Reference: Manage sensor string growth

You can mitigate the impact that question results have on Tanium Server memory and disk usage by setting a maximum age for the answer strings that the server stores for individual sensors.

The Tanium Server stores strings in the <Tanium Server installation folder>/strings folder and loads the strings into memory (the string cache) when it uses them. To prevent string growth from consuming too much space, the server clears a portion of the strings for all sensors when the total strings exceed a default threshold. However, the default string-cleaning settings do not distinguish among sensors in terms of how likely they are to generate strings that are unique and that are used only once. This matters because unique strings consume more space and clearing single-use strings has less impact on server processing and traffic (the Tanium Server does not have to reissue questions to regenerate the strings for future use). For example, the Detect Primary Alerts sensor often generates many unique, single-use strings. To account for these factors, you can configure string cleaning for individual sensors based on a Max String Age. The server bases string ages on when it last used the strings or received them from Tanium Clients and discards strings that exceed the maximum.

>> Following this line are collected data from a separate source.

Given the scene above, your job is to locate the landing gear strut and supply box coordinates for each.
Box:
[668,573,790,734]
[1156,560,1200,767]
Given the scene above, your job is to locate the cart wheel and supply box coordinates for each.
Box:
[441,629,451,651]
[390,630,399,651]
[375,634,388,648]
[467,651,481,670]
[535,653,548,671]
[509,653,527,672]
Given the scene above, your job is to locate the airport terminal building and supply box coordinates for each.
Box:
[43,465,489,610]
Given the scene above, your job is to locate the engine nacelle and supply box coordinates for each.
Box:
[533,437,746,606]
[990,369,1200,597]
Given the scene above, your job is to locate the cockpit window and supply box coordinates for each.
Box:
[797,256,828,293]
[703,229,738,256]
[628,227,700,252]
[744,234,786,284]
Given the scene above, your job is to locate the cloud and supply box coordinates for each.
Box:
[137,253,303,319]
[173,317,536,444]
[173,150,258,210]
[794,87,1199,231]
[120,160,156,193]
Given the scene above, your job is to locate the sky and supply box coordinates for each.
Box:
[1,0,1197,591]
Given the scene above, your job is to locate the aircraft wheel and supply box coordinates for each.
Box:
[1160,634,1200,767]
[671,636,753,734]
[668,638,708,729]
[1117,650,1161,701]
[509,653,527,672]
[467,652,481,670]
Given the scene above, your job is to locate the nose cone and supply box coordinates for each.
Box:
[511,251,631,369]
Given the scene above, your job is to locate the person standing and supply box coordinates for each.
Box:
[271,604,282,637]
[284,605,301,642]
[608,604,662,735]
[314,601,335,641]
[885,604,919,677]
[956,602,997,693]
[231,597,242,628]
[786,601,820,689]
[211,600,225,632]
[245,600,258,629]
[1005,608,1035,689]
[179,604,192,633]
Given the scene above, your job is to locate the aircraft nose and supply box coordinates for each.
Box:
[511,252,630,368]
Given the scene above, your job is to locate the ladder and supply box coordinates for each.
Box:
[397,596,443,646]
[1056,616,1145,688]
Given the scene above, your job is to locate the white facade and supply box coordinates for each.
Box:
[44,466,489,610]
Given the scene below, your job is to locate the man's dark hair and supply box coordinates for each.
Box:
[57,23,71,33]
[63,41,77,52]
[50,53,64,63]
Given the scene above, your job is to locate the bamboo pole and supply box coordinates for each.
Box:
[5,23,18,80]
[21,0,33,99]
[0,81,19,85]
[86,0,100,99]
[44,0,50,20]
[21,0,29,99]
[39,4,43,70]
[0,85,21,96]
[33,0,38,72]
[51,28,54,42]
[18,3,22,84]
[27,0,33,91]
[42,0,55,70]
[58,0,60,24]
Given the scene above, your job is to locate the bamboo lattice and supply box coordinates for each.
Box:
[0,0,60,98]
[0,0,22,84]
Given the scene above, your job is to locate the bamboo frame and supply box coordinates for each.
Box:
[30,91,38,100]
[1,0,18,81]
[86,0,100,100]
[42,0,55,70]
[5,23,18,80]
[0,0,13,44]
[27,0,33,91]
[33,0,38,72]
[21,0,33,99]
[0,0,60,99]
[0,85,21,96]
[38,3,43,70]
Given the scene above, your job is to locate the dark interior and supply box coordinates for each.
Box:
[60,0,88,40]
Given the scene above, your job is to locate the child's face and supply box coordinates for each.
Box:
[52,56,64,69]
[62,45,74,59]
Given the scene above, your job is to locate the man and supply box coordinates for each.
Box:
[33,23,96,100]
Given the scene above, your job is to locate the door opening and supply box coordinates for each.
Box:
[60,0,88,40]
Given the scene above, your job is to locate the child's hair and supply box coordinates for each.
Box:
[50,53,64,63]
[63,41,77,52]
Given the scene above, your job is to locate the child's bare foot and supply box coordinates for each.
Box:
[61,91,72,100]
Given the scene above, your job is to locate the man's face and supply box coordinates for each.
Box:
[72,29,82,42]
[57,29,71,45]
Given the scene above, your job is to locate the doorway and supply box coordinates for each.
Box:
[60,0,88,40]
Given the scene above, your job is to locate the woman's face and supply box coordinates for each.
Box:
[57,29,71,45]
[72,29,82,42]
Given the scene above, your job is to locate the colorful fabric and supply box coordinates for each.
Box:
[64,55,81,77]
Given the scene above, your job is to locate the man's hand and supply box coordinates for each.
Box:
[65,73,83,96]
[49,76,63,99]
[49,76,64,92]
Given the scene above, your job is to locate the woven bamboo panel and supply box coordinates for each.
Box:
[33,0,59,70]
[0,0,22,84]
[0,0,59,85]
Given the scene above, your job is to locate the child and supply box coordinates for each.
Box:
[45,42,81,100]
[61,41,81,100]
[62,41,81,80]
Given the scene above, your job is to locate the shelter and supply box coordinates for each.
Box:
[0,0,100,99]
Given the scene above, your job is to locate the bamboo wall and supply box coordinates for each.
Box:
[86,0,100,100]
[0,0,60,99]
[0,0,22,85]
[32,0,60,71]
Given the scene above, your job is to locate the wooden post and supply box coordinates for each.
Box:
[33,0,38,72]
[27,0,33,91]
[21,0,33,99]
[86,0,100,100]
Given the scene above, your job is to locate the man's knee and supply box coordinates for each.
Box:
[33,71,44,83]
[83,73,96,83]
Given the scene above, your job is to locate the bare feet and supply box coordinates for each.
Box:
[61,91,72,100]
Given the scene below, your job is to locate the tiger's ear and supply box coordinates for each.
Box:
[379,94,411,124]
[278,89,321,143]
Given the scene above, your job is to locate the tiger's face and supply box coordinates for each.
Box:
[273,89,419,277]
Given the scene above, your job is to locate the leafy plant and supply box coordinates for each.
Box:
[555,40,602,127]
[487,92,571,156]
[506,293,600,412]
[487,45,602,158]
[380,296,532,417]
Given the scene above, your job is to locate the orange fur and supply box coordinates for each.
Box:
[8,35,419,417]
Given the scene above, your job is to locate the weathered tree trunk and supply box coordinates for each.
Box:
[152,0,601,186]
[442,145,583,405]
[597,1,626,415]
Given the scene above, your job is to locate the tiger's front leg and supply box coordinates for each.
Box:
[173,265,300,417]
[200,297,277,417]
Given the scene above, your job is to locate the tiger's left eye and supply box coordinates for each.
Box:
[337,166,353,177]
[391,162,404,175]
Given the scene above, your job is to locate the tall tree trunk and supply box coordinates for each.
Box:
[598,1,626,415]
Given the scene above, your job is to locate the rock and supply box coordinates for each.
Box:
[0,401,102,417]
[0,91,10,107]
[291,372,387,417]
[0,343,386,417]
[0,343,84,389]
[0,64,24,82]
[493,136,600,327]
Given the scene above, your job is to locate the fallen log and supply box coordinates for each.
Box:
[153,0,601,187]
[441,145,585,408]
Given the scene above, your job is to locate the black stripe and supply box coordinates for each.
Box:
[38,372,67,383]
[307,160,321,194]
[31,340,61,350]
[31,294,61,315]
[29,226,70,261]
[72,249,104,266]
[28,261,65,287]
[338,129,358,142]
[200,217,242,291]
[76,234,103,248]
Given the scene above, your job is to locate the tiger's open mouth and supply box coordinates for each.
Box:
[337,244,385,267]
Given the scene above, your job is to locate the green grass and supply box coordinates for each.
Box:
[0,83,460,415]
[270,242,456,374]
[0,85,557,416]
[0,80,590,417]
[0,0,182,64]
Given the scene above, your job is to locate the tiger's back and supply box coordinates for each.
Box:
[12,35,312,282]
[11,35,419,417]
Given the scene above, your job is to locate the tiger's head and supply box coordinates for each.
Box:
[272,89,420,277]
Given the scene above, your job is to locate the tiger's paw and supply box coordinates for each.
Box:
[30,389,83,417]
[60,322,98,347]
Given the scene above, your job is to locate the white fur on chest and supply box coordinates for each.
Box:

The following procedure describes how to determine which sensors are producing the most string growth and to set the Max String Age for those sensors. For most sensors that require a limit, use the default maximum of seven days as a best practice. Setting a lower maximum is required only in rare cases, such as for sensors that produce results containing date or time stamps. The best practice is to avoid including date and time stamps in string results when writing a sensor, because they tend to result in unusually large string growth. However, if such sensors are necessary, you can set the maximum as low as one day for sensors that use date stamps and as low as six hours for sensors that use time stamps. Contact Tanium Support if you are considering setting the Max String Age to lower than six hours; only exceptional cases require such limits.

Before you begin

Install Tanium™ Health Check if it is not already installed. For details, see Tanium Health Check User Guide: Installing Health Check.

Configure age-based string cleaning

Determine which sensors produce the most string growth

Use the Health Check module to determine which sensors produce the most string growth.

To view string counts for each sensor in the Tanium Console, go to the Main menu, select Administration > Content > Sensors, and display the String Count column, which is hidden by default.

1. From the Main menu, select Shared Services > Health Check.
2. Under Manual Report Generation, click Run TPAN Report Now.
3. Under Reports click the HTML link for the Full Report that you just ran.
4. At the top of the report, select Environmental Details > String Details.
5. Review the grids that list the top sensors by string count and memory usage to determine which sensors produce the most string growth.

Set the maximum string age

1. From the Main menu, select Administration > Content > Sensors.

   Perform the remaining steps for each sensor that you determine requires a string age limit.

2. Select the sensor and click Edit.
3. Enable and set the Max String Age (default is seven days), and then click Save.

   For almost all sensors, setting the Max String Age reduces string growth to a manageable level and setting the Max Strings (string count limit) is unnecessary. Contact Tanium Support before setting the Max Strings in extreme cases that might require a string count limit for individual sensors.

4. Over the next two days, repeat the steps to run a TPAN report and verify that string counts and memory usage are reduced as expected for the sensors that have string limits. If necessary, set a lower Max String Age for sensors that still produce too much string growth.